I think I need to replace my MC cartridge.  It's a Madrigal Carnegie.  I'm no longer convinced that a replacement needs to be a MC.  That was true when I bought the Carnegie but time and technology have changed.  I read last night that under $500 you're better off getting a MM.  At the $500 point and up, a MC starts to make sense.  At the $1,000 point, absolutely, get a MC.  But that was one opinion.

I'm setting a tentative budget of $1,000 to $1,500.  At $2,000 I become Ukrainian (fierce resistance occurs).

I have a Grado cartridge that I use on my 'other' TT and have a preference toward Grado cartridges.  As an aside, I visited the Grado website last night and found it very difficult to navigate.  I wanted to start by selecting a price, then go from there.  I could not find any pricing in the brief time I spent there.  I know it's there, I've seen it.  I'll try again.

So I'm looking for suggestions.  MM, MI, or MC.  I prefer warmish (Grado is known for that), smooth and hopefully detailed.  Sound staging is irrelevant.

I've started a second discussion aimed at questioning if the Carnegie is truly dead, as I fear.  If you want to chime in on that I welcome your expertise.

listener2

If you have the arm for it the Ortofon SPUs have a warm full bodied sound but they’re low compliance. If there’s a removable headshell than just worry about balancing the 30g weight of the pickup head but if you need 1/2” mounting than the naked N series weigh in at ~16g with the included adaptor so the arm needs to be on the heavy side, 15g is probably enough but a little more might help. I’m getting very good results from a Royal N on an 18g arm, so much so that I’m in no hurry to swap it out for my rebuild Transfiguration Proteus.

 

The various Hana cartridges keep getting recommended as good value, the low output ones more so.

 

If you have the arm for it...  That's an interesting question.  I don't know the answer.

I have an Eminent Technology II, (mounted on on a VPI HW-19 MK II)  I'll have to dig out the ET owner's manual to see what the specs are. Since the tone arm (a boron tube I believe, or some material that makes it stiff yet light) rides on a column of air, I think a heavier than usual cartridge might be too heavy.

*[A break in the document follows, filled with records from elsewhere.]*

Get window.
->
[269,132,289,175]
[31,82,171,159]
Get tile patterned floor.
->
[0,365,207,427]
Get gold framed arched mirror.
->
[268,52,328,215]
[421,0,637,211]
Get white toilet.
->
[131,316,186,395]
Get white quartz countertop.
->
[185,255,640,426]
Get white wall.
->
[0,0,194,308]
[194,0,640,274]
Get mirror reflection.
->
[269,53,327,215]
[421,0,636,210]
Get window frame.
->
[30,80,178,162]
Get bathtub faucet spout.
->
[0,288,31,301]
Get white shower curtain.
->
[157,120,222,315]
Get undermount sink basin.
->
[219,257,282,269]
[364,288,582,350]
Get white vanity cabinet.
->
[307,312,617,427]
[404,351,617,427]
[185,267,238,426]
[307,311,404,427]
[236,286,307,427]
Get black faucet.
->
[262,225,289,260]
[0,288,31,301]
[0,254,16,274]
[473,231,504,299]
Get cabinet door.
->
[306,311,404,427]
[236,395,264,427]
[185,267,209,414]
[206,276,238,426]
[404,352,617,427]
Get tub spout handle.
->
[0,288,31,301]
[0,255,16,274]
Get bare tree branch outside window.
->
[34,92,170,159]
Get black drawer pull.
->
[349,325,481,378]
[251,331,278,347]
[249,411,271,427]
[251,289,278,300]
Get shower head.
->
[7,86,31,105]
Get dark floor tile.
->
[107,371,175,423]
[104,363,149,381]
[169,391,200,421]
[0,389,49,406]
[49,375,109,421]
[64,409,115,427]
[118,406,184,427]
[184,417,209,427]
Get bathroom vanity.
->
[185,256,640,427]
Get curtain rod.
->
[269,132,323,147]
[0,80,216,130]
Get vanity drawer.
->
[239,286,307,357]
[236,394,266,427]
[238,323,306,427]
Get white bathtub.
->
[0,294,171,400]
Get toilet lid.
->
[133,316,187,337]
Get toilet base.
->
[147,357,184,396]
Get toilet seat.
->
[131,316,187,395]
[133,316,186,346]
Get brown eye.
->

And to all others, thank you for the responses. 

I'll check out LP Gear. 

I also sent an email to Soundsmith asking if they can rebuild the Carnegie.  If they can, that might the more cost-efficient way to go.  I also asked them a few questions about their cartridges.  No response yet.

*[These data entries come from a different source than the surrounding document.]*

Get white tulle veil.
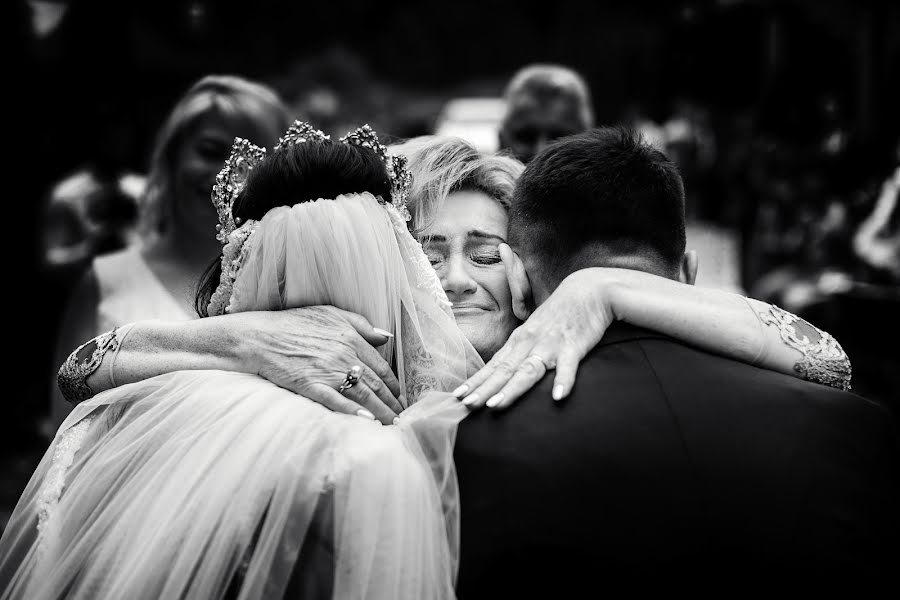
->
[0,194,480,599]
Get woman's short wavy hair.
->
[140,75,291,237]
[389,135,525,235]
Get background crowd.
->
[0,0,900,523]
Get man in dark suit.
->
[455,128,900,600]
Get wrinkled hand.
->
[236,306,403,424]
[453,245,615,409]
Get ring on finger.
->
[338,365,362,394]
[528,354,550,371]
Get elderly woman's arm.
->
[57,306,402,423]
[456,268,851,408]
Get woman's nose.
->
[441,256,478,302]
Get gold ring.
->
[338,365,362,394]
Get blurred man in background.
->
[499,64,594,163]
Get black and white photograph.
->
[0,0,900,600]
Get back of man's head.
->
[509,127,685,292]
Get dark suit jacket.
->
[455,324,900,600]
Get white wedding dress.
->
[0,194,480,600]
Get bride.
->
[0,122,479,598]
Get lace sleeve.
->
[757,304,851,391]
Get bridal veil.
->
[0,194,479,599]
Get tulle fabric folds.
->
[0,194,478,599]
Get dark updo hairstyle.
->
[194,142,392,317]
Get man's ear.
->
[678,250,698,285]
[500,244,531,321]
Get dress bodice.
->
[93,249,193,331]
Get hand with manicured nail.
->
[453,244,615,409]
[243,306,403,425]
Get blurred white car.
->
[434,98,506,152]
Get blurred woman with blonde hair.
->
[50,75,291,431]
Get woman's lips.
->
[453,304,488,317]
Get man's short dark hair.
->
[509,127,685,282]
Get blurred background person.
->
[498,64,594,163]
[49,75,291,435]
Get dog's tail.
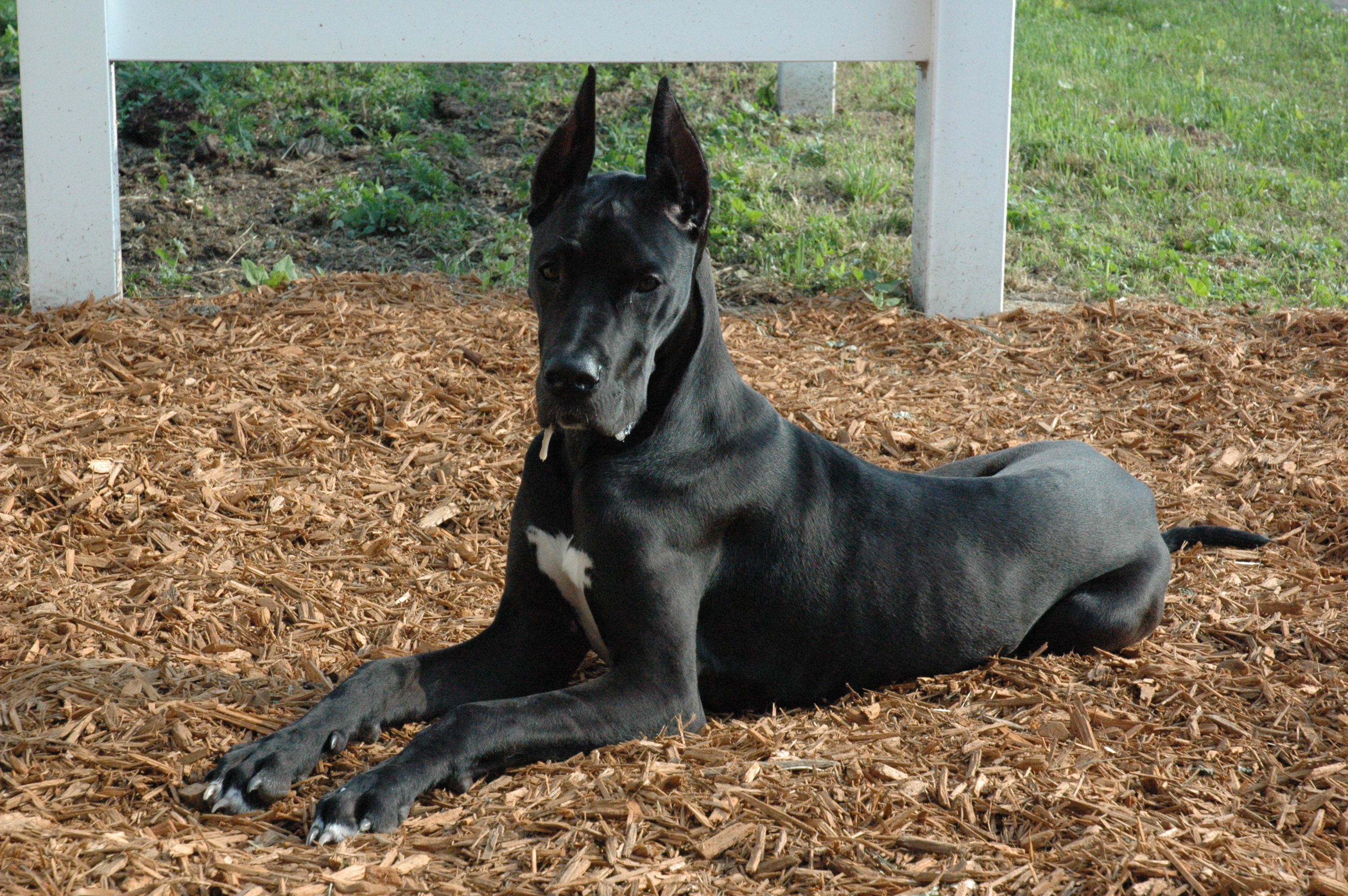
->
[1161,526,1271,554]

The Audio Technica  ART9XI  "ART 9" competes and beats many $2K cartridges and nothing under 1800 touches it.

An internet legend that is justified.

If the Hana ML works on that arm and with your phono amp, it’s an amazing cartridge.

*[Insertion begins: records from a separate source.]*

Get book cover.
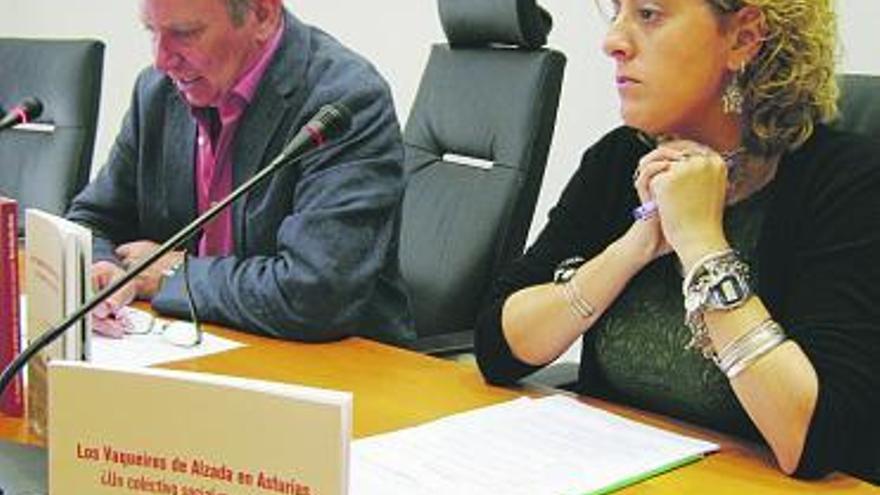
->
[0,197,24,417]
[49,361,352,495]
[25,208,91,437]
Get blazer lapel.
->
[159,91,198,250]
[232,13,309,255]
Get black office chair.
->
[399,0,565,354]
[834,74,880,139]
[0,38,104,228]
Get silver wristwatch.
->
[682,249,753,359]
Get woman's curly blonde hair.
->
[707,0,839,156]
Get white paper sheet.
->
[90,333,244,367]
[21,295,244,368]
[351,396,718,495]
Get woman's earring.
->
[721,63,746,115]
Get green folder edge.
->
[582,454,704,495]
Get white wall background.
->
[0,0,880,240]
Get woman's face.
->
[603,0,731,137]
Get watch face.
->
[710,275,748,307]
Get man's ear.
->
[253,0,282,39]
[727,5,767,71]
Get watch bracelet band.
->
[715,318,787,379]
[682,249,753,360]
[162,253,186,278]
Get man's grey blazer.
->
[67,12,413,343]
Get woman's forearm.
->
[501,229,653,365]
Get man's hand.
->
[91,261,136,338]
[116,241,183,299]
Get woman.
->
[477,0,880,479]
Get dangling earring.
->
[721,62,746,115]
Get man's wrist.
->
[675,236,730,273]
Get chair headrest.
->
[438,0,553,49]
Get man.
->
[68,0,413,343]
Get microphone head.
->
[309,102,351,141]
[18,96,43,120]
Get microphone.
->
[0,103,351,400]
[0,96,43,131]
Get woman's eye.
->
[638,9,660,22]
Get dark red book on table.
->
[0,197,24,417]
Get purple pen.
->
[633,147,746,220]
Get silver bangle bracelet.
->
[715,319,787,379]
[559,280,596,320]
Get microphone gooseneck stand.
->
[0,103,351,402]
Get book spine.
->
[0,198,24,417]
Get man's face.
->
[141,0,265,107]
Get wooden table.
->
[0,327,880,495]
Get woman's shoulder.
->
[789,125,880,176]
[579,126,653,182]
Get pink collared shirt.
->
[193,19,284,256]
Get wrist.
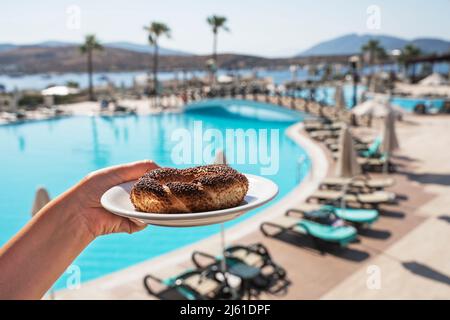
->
[42,187,96,245]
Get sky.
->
[0,0,450,57]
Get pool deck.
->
[56,103,450,299]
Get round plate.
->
[100,174,278,227]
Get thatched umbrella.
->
[334,85,346,110]
[380,111,399,172]
[336,126,361,178]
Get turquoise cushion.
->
[360,136,382,158]
[298,220,356,245]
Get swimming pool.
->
[0,100,310,288]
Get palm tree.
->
[80,34,103,101]
[399,44,422,82]
[144,21,170,96]
[206,15,230,78]
[361,40,387,87]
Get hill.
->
[298,33,450,56]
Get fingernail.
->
[128,218,147,227]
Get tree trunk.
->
[87,50,94,101]
[211,31,217,83]
[213,32,217,66]
[153,43,159,96]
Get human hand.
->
[46,161,158,238]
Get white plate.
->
[100,174,278,227]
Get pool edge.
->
[55,122,330,299]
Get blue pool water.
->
[0,101,310,288]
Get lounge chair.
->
[144,268,241,300]
[307,190,396,209]
[357,154,396,173]
[358,136,383,158]
[309,130,339,141]
[320,176,395,190]
[260,210,357,252]
[289,203,379,229]
[192,243,289,298]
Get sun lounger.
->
[358,137,383,158]
[321,176,395,190]
[260,211,357,252]
[309,130,339,141]
[289,203,379,227]
[307,190,396,208]
[192,243,288,297]
[144,269,240,300]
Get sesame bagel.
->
[130,164,248,213]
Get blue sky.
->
[0,0,450,56]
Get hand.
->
[44,161,158,238]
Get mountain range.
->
[0,41,191,56]
[298,33,450,56]
[0,34,450,74]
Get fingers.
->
[118,218,147,234]
[89,160,159,187]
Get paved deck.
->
[57,110,450,299]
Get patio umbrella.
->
[380,112,399,172]
[336,126,361,210]
[334,85,346,110]
[352,98,405,118]
[336,126,361,178]
[31,187,50,217]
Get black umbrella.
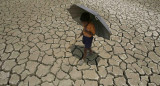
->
[68,5,112,39]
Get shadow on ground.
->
[70,45,101,66]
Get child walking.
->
[80,12,95,60]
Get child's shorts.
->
[82,36,93,48]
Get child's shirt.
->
[83,23,96,37]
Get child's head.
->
[80,12,90,26]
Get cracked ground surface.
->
[0,0,160,86]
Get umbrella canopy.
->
[68,5,112,39]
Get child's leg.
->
[89,48,93,54]
[83,48,87,60]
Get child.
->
[80,12,95,60]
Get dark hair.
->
[80,12,90,22]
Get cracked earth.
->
[0,0,160,86]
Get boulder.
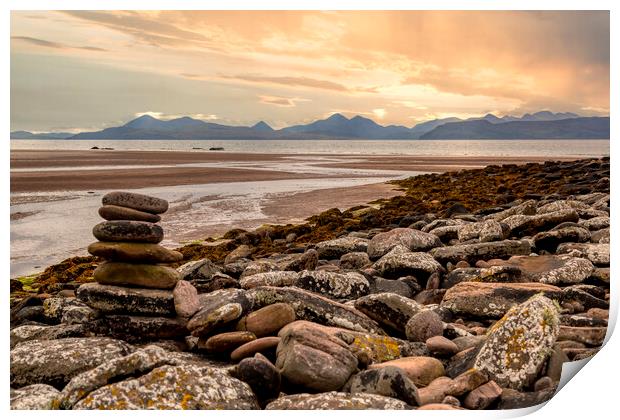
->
[368,356,444,387]
[11,384,60,410]
[315,236,368,260]
[367,228,442,260]
[441,282,562,318]
[77,283,175,316]
[293,270,370,299]
[88,242,183,264]
[93,220,164,244]
[73,364,259,410]
[372,248,443,280]
[276,322,358,392]
[474,294,560,390]
[343,366,420,407]
[93,262,180,289]
[266,392,410,410]
[430,240,531,264]
[354,293,424,334]
[10,337,133,389]
[99,205,161,223]
[101,191,168,214]
[247,286,384,334]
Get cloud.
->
[258,95,309,108]
[11,36,107,52]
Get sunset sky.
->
[11,11,609,131]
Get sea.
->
[11,140,610,277]
[11,140,609,157]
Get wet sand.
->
[11,150,569,193]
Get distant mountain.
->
[11,131,75,140]
[11,111,609,140]
[420,117,609,140]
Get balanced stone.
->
[99,205,161,223]
[88,242,183,263]
[93,220,164,244]
[93,262,180,289]
[101,191,168,214]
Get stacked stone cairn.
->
[77,191,197,341]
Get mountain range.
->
[11,111,609,140]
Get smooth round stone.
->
[99,205,161,223]
[405,311,443,342]
[93,262,181,289]
[238,303,296,337]
[198,331,256,353]
[88,242,183,263]
[230,337,280,362]
[93,220,164,244]
[101,191,168,214]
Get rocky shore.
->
[10,158,610,410]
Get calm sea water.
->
[11,140,609,157]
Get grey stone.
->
[10,338,133,389]
[474,295,560,390]
[77,283,175,316]
[101,191,168,214]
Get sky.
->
[11,10,610,132]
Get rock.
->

Here's a guide that's been posted elsewhere on this board regarding matching ET-2 tonearms with cartridges:

https://forum.audiogon.com/discussions/eminent-technology-et-2-tonearm-owners/post?postid=1693347#1693347

I'm not aware of a boron arm wand.  The stock arm wand is aluminum.  The lighter one is the carbon fiber and the heavier one is magnesium.  Assuming you have the single leaf spring and the carbon wand, you'll want to use a low mass, medium compliance cartridge.

I use the AT-OC9XML on my ET-2 tonearm.  If I had the funds I probably would bump up to the ART9XI.  I'd love to try a London (Decca) Super Gold someday, but those suckers are hard to get dialed in on many tonearms, especially a linear tracking one on a suspended turntable.